The BaseMiddleware[BudgetConfig] syntax wires up config automatically. You can pass keyword args directly: TokenBudgetMiddleware(max_tokens=8000) or pass a config object: TokenBudgetMiddleware(config=BudgetConfig(max_tokens=8000)).

Quick Reference

Built-in middleware

Class	Hook	Purpose
`Retry`	`wrap_model`	Exponential backoff on transient errors
`Fallback`	`wrap_model`	Switch to backup models on failure
`ToolApproval`	`wrap_tool`	Human-in-the-loop before tool execution
`Skills`	—	Expose `.skill.md` files as system prompts + tool
`Filesystem`	—	Sandboxed file ops (read/write/edit)
`Artifacts`	—	Session artifact management

Hooks and when to use them

Hook	Called when	Use for
`wrap_generate`	Each tool loop iteration	Token counting, conversation-level logging
`wrap_model`	Each raw model API call	Retry, fallback, request/response inspection
`wrap_tool`	Each tool execution	Approval, tool output transformation, audit logging

Common patterns

# Retry only
use=[Retry(max_retries=3)]

# Retry + fallback
use=[Retry(max_retries=2), Fallback(models=['googleai/gemini-flash-latest'])]

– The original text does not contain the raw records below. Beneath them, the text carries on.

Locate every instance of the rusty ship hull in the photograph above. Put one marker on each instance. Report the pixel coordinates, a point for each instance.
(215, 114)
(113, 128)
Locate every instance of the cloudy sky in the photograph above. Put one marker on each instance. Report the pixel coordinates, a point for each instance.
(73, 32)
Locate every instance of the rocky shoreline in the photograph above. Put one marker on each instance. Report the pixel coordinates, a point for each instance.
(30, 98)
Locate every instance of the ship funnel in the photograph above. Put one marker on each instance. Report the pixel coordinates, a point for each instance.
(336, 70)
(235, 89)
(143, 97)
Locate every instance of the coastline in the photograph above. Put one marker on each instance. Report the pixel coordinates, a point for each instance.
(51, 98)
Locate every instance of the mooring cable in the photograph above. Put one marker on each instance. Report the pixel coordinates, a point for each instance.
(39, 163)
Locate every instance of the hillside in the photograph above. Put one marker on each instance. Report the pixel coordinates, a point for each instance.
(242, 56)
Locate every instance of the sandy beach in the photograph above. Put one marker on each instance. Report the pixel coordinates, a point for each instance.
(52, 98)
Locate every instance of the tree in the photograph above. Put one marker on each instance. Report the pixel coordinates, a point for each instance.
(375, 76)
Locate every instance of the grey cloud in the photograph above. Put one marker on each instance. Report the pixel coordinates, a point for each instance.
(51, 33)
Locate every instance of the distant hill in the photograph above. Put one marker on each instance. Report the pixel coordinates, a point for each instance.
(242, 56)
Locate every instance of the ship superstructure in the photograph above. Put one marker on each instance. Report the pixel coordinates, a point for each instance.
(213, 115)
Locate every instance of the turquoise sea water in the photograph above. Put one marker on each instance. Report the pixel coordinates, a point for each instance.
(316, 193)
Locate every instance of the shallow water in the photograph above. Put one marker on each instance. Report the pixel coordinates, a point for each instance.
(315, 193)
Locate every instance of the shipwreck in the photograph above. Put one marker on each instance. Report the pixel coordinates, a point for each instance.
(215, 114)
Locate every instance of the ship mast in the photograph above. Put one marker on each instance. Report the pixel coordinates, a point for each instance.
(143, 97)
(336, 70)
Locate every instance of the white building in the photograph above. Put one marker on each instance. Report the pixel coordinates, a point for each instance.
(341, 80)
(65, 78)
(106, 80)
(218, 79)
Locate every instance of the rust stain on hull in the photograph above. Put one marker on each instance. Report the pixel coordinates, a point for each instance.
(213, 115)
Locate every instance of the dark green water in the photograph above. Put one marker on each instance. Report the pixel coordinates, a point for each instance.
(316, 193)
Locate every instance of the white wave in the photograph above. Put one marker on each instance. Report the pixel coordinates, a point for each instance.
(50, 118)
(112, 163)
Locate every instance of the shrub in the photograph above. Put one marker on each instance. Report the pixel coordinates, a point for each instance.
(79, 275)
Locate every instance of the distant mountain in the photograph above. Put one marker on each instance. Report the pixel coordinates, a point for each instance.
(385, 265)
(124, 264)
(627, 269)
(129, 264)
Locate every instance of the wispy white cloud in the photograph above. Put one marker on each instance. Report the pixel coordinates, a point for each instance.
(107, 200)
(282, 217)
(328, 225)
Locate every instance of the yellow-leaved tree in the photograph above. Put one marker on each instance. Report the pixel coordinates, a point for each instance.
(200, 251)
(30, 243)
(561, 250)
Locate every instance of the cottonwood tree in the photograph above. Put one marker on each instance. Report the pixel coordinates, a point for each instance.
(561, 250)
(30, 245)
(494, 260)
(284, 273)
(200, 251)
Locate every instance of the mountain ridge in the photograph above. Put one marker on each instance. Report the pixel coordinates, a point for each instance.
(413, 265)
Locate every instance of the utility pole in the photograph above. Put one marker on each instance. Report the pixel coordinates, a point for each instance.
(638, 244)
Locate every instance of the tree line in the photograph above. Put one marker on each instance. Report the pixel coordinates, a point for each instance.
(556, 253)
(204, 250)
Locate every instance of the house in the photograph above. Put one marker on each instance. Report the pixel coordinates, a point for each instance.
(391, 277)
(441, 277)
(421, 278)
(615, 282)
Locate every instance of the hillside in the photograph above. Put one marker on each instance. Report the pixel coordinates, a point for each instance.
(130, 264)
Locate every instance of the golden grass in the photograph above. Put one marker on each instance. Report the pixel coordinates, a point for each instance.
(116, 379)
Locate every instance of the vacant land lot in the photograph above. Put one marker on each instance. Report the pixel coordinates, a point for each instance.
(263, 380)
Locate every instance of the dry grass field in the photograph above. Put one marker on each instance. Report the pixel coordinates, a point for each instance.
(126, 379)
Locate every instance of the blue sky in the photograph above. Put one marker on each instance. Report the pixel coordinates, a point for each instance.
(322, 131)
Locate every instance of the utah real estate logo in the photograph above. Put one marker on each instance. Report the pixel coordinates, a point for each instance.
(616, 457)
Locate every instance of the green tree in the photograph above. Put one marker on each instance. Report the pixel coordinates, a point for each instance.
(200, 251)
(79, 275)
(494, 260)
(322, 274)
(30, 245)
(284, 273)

# Tool approval (block all tools by default)
use=[ToolApproval(allowed_tools=[])]

# Tool approval (allow safe tools, block dangerous ones)
use=[ToolApproval(allowed_tools=['read_file', 'search'])]

# Full production stack
use=[LoggingMiddleware(), Retry(max_retries=3), Fallback(models=[...])]

The full middleware source is in py/plugins/middleware/ of the firebase/genkit repo. The py/samples/middleware/ and py/samples/middleware-coding-agent/ directories have runnable examples.